Playtest #30-32
Mar-Apr 2019
Participants: KenK, et al.
Instagram posts: Mar 21
, 23 Mar
Overview
- Testing:
- Someone else teach game to new players
- Reducing customer count by 8
Components & Rules
Baseline rules
(from Ken)
I changed “Lure” to advertise in my teachings and that was received really well by players. As you and I discussed, language adds a lot to the game. So when someone would say, “I am going to advertise food in Manato.” It began to feel really immersive.
-
2- player |
70 mins w/ teach |
Score: Ken: 22- Jonathan: 15 |
- Played w/ main rules except in phase 2 placed both customers on the same location
- Phase 2 seemed to drag on forever. Pretty clear who had won 2-3 rounds before game ended
-
3-player |
58 mins w/o teach |
Score: Ben: 15, Ken: 11, Jeremy: 9 |
- Played with the same ruleset as above
- Combined Positive Notes
- Income works really well
- Three cards for a wild feels good, able to do what you need to.

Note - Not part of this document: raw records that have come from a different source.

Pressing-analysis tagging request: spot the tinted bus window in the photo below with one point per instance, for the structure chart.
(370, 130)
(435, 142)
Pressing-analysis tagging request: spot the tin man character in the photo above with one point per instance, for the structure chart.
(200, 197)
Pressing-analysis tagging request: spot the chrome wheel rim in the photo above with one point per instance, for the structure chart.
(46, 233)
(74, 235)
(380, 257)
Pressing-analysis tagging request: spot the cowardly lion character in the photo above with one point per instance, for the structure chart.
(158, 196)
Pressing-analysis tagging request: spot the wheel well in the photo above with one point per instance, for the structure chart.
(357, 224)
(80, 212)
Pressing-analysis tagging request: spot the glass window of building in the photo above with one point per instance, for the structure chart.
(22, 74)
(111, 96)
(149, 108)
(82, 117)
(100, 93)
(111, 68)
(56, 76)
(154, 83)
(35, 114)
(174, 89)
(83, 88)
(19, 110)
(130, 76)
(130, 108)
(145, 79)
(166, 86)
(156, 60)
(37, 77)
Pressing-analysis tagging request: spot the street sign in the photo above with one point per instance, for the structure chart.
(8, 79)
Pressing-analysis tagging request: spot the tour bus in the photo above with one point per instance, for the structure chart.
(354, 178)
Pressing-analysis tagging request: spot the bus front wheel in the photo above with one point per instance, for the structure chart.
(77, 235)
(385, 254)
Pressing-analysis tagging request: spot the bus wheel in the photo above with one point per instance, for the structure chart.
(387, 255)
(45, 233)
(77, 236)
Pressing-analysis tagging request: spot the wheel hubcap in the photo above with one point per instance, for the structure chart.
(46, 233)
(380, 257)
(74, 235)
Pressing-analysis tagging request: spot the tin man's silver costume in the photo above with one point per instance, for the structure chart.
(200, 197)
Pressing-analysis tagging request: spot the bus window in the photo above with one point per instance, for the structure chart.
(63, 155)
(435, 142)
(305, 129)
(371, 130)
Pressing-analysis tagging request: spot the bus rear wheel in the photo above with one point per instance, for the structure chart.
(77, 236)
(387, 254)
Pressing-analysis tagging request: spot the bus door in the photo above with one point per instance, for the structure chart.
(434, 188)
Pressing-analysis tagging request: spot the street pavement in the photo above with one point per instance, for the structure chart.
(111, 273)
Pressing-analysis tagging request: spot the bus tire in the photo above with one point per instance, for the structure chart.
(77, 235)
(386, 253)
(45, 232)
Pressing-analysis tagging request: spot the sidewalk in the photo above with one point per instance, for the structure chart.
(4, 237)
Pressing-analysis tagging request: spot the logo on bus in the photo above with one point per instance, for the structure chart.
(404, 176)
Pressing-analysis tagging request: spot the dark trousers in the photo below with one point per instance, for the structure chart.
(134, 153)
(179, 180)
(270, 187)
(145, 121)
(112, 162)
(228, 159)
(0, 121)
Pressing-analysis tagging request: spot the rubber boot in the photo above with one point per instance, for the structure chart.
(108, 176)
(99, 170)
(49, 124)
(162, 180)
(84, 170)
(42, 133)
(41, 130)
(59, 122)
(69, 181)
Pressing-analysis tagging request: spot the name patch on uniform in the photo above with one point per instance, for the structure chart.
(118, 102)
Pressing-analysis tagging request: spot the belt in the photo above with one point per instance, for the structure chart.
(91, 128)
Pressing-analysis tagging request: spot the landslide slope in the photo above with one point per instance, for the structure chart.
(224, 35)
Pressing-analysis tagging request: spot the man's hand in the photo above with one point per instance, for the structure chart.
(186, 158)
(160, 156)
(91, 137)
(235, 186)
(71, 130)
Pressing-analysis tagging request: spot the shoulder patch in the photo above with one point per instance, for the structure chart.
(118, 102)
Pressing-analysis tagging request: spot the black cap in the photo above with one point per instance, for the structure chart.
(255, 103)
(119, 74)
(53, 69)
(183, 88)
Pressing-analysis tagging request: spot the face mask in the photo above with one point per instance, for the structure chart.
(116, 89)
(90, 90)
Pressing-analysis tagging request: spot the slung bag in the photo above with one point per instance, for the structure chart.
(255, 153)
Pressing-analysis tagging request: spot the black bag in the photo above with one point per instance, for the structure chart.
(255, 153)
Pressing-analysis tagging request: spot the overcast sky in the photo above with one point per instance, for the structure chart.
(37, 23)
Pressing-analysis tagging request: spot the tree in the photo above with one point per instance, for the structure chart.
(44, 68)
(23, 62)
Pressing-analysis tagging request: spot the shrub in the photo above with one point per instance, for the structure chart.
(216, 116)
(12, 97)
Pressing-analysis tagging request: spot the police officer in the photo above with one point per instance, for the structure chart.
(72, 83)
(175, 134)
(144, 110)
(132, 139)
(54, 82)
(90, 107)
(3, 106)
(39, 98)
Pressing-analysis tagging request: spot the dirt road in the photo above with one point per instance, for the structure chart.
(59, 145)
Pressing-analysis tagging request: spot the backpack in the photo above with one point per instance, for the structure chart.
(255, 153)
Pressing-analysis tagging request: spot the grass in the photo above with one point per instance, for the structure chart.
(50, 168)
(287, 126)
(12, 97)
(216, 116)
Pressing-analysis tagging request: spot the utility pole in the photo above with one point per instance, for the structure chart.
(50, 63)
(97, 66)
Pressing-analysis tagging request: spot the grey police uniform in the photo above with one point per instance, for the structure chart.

Adaptable
- Engaging in every person turn
- Great length and quick turns are nice
- Forced interaction great
- Combined Negative Notes
- Tracks ran out in 3p, felt bad
- Last round feels like the second action is useless and if you’d don’t have the right card it feels bad.
- Station kanji (sp?) too big
-
2-player |
66 mins w/ teach |
Score: Ken: 13 - Emily: 13 (Won on having more overall customers) |
- Played with same rulles as above but removed 8 customers, felt like it ended at right time
- Negative Notes
- Ran out of track
- Because of wild rule, feels like late game card draw is less meaningful and bad draws feel bad
- End feels a little flat because you just advertise (mention lure being weird)
- Positive Notes
- “Easy to learn and felt like a better than some of the game you (Ken) have bought.”
- Final Score breakdown
- E- 6, 4, 4, 5
- K- 5, 4, 4, 4,
- E won on more customers overall
“…after I removed 8 customers (one of each resource type), the two-player game seemed to end at a much better moment.”